可他们不停,他们也喊,喊的是一句断断续续的中原话,口音太重,城楼上的人连蒙带猜才听明白——“让我们进去!让我们活!”喊一整夜,歇一个时辰,又接着喊。白雪被那声音从梦里拽出来的时候,窗外还是黑沉沉的,漫天大雪把月光遮得严严实实。
她翻了个身,用被子蒙住头,可那声音还是从被子的缝隙里钻进来,又闷又沉,像有人在用砂纸磨她的骨头。她索性坐了起来,披上棉袄推门出去。
广场上站了好几个人。白霜裹着一件黑棉袍,抱着胳膊站在院墙根底下往城楼方向看,火光映在她侧脸上,瞳仁里两簇小小的火苗一跳一跳的;白守仁正在低声跟谁说话,声音哑得快听不清:“第二架了……第三架断了……他们又扛了一架新的过来。”赵伯拄着长枪坐在院门口的一块石头上,枪杆戳在雪地里,人低着头,像是打盹,又像是没睡。
白霜听见脚步声转过头来,看了白雪一眼,什么也没说。两个姑娘在雪地里站了很久,听着远处一声一声的“让我们进去”,像潮水一样涨上来又退下去、退下去又涨上来,反反复复地拍打着那面十余丈高的石墙。
那一夜谁也没睡踏实。
第二天一早,城楼上就开始了轮值。白守仁把镇上还剩下的人分成了三拨——一拨年纪大的,白天守城;一拨半大的少年和姑娘,晚上轮替;剩下的一拨做饭、运石、烧水、照看小娃。白雪和白霜被分在了白天那一拨里,天刚亮就踩着结了薄冰的阶梯上了城楼。
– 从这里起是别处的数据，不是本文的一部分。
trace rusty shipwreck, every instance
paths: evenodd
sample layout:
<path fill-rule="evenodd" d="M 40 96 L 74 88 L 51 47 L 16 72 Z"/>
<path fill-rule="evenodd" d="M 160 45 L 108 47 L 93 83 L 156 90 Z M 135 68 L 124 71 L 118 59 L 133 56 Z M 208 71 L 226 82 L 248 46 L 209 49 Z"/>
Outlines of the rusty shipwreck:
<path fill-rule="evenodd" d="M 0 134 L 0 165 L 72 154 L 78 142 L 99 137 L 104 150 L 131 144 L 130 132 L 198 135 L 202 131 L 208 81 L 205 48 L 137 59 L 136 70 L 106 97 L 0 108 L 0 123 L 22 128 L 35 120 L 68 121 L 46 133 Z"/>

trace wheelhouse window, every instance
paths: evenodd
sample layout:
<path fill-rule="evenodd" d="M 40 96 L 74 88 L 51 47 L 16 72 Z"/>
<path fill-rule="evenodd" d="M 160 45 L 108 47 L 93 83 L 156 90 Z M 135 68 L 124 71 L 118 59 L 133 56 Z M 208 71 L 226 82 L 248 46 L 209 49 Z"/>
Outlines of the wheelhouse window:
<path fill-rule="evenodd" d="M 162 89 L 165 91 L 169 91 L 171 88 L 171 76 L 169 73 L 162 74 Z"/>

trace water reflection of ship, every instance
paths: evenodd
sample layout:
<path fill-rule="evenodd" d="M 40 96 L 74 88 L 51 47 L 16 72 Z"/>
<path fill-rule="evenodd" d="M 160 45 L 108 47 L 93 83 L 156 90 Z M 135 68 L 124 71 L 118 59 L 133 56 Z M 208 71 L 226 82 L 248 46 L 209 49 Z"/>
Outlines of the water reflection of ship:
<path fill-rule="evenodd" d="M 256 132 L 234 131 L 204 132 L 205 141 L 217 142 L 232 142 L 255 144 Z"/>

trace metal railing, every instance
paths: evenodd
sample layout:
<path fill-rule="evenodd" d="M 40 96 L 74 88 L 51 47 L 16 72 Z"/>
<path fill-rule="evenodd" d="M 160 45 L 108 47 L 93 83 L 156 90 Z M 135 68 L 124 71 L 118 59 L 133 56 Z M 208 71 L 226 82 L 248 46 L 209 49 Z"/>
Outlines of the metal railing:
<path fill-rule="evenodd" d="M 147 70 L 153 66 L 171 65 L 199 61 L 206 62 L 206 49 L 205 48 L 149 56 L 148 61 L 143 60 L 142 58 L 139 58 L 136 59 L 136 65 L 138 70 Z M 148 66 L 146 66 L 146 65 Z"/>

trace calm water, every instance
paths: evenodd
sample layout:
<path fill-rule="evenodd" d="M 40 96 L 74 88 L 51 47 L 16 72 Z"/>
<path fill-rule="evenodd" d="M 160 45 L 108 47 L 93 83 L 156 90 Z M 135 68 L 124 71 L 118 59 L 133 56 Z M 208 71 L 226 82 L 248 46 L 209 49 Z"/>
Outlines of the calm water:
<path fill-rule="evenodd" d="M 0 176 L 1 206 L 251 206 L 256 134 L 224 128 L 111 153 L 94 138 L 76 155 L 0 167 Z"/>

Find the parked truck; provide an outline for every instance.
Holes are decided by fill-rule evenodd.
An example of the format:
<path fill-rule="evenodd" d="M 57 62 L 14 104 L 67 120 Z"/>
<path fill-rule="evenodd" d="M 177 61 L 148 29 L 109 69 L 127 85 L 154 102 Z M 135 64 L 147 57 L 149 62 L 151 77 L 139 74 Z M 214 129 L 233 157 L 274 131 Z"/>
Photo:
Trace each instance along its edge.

城楼上风大得能把人吹得往后仰,雪粒子像针尖一样往脸上扎。白雪看了一眼城外——白茫茫的一片,雪地里密密麻麻全是黑点,人在动,马在动,旗子也在动,可漫天飞雪把一切都揉成了一团模糊的、蠕动的暗影,根本分不清哪里是人哪里是旗。外族人的云梯又架起来了,比昨夜的更长,梯头搭在墙沿上,铁钩扣住了石缝,一个外族兵正往上爬,弓着腰,嘴里衔着一把弯刀,两只手抓着梯蹬一蹬一蹬往上蹿,蹿得快极了。
白雪抄起了脚边一块海碗大的石头,双手举过头顶,对准那个人的肩膀砸了下去。石头带着风声落下去,“砰”的一声闷响,那人从梯子上翻了下来,砸在下面一堆人身上,雪地里溅起一团浑浊的白。她来不及看清那人的死活,第二架云梯已经搭上了另一段墙沿,又一个人冒出了头。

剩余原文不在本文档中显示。